The first area of the industry likely to be impacted, Phipps says, are the US hedge funds that make their margin by trying to front run guidance based on their own independent research methods. That operating style, which Phipps characterizes as “incredibly short-term,” may be changed by the lack of a quarterly event that makes or breaks a hedge fund’s prediction. That could, he notes, help dampen the volatility around those quarterly earnings, but that volatility may be further concentrated around the two points in the year when companies would be reporting earnings.
Because corporate credit bond covenants are also tied to earnings releases, Phipps notes that credit markets might prove more challenging to navigate with fewer periods of transparency.
The possible shift in reporting timelines may prove a relief to C-Suite executive teams. As earnings reporting has become more intensive over the past decades, Phipps notes that there has been a significant burden placed on management teams to deliver these numbers on time. Less frequent reporting could help alleviate some of that process burden.

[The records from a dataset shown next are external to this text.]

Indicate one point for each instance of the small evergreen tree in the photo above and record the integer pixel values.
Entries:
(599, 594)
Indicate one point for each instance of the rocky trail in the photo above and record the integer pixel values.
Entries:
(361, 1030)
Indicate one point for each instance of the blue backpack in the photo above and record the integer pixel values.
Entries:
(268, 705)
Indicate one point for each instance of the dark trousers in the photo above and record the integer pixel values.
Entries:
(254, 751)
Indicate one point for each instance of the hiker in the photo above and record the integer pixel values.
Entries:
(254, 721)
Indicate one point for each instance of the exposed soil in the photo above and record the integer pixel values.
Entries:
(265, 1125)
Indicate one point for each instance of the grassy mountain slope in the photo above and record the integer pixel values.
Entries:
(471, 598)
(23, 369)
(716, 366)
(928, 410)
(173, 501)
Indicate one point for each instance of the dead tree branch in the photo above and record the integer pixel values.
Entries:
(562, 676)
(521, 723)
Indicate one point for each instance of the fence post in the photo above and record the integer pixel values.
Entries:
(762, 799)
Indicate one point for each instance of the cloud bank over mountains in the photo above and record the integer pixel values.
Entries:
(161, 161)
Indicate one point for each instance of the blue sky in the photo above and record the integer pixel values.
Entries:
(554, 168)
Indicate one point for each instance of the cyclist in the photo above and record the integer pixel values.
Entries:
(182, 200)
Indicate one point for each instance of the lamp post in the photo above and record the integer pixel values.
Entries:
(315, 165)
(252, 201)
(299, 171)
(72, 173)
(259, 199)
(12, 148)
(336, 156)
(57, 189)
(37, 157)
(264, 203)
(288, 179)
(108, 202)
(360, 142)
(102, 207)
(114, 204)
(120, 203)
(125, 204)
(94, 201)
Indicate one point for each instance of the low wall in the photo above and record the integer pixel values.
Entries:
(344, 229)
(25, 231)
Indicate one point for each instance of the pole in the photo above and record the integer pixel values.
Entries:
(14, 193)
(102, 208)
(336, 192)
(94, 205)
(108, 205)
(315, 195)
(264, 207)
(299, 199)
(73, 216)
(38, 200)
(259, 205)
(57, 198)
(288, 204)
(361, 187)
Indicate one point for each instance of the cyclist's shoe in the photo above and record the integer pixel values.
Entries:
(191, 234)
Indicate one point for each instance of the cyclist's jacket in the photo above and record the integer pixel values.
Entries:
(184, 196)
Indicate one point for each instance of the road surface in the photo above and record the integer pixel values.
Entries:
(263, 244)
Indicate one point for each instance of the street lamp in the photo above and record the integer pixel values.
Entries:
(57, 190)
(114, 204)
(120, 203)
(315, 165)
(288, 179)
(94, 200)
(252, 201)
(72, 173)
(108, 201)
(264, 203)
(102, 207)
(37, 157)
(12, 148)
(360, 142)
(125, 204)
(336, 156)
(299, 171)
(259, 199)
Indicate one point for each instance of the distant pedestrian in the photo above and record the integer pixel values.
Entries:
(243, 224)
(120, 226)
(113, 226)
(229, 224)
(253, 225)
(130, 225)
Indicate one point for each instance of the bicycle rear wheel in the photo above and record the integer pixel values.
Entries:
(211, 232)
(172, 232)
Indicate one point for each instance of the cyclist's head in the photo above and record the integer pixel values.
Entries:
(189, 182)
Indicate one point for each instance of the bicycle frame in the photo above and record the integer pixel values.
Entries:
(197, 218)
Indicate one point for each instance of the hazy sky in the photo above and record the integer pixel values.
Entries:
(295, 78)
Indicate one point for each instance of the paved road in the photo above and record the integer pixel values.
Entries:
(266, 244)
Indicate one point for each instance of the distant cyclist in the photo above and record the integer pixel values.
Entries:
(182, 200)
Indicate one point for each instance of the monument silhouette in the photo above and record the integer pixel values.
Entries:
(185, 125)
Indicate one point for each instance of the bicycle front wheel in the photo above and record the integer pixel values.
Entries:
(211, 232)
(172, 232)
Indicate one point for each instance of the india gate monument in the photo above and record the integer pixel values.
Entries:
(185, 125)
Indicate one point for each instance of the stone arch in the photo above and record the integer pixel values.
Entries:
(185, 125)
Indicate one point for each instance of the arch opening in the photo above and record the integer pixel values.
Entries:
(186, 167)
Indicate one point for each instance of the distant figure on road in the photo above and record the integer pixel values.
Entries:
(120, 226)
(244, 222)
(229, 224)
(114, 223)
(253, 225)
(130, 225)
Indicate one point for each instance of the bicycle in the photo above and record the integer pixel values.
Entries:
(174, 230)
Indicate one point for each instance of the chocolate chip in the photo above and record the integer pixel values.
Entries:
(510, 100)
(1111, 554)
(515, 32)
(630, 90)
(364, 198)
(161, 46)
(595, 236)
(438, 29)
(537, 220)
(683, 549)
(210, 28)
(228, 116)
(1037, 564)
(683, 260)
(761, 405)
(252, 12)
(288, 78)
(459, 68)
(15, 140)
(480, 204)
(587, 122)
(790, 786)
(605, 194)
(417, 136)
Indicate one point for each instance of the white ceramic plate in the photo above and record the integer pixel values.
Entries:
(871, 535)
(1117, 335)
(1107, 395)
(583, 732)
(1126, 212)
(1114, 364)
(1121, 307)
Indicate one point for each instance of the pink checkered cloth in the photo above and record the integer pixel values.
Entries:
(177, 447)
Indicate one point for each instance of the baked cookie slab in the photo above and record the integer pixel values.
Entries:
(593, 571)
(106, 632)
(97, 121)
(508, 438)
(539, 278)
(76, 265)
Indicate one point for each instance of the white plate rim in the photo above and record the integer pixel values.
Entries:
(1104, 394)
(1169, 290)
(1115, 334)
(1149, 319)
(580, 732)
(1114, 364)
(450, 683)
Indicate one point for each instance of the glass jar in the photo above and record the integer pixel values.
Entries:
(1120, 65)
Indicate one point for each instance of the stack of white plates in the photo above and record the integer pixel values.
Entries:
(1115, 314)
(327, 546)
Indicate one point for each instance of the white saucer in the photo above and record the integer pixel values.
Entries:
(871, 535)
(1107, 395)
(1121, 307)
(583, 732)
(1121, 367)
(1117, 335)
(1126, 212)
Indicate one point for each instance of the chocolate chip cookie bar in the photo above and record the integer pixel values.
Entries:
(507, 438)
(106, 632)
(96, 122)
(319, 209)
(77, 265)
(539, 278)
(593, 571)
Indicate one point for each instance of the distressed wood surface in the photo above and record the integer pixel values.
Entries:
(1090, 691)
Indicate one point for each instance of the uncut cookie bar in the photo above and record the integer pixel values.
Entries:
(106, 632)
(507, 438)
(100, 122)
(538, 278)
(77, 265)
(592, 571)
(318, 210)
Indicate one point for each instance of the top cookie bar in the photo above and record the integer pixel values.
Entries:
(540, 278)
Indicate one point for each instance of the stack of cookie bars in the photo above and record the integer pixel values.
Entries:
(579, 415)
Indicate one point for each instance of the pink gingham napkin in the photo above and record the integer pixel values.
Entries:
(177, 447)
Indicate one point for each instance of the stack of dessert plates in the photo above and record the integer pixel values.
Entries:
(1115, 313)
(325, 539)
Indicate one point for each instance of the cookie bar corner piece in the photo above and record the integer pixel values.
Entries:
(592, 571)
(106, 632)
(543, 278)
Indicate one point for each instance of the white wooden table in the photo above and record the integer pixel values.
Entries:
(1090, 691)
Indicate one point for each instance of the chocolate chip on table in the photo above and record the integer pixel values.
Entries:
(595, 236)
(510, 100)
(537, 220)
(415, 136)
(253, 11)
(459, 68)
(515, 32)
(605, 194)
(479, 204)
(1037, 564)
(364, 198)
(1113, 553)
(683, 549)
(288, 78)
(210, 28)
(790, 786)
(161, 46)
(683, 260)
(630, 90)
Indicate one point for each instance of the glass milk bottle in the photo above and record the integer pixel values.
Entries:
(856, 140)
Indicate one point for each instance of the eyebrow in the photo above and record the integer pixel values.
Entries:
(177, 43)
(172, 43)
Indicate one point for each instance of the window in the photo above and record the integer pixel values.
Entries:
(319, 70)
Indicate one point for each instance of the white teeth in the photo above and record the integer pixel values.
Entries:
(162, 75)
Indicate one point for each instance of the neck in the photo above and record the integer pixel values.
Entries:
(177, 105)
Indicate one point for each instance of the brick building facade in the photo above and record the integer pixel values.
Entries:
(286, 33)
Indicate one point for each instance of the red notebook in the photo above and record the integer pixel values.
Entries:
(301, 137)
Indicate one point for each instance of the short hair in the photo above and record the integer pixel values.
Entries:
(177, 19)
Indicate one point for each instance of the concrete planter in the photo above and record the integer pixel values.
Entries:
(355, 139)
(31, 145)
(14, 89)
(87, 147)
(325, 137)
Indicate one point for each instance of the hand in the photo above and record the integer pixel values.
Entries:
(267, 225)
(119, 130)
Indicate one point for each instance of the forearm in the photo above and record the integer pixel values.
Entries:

More speculative sides of the market may benefit from fewer earnings reports as well, Phipps notes. He explains that companies trading like meme stocks, with little underlying data to back their exploding valuations, might run hotter for longer without the earnings report to function as a reality check for investors. Moreover, less earnings reports may leave more space for promotional press releases and incomplete voluntary reporting that makes a company look to be in better health than it is.
Growth companies with a greater focus on R&D may also benefit in a less frequent reporting environment, Phipps notes. That doesn’t just have to be zero revenue companies, but software companies with high R&D budgets may have more time to see their investments in technology deliver returns between reporting events. Even in the energy sector, exploration and production companies could see a windfall from a slightly less short-term view taken by investors.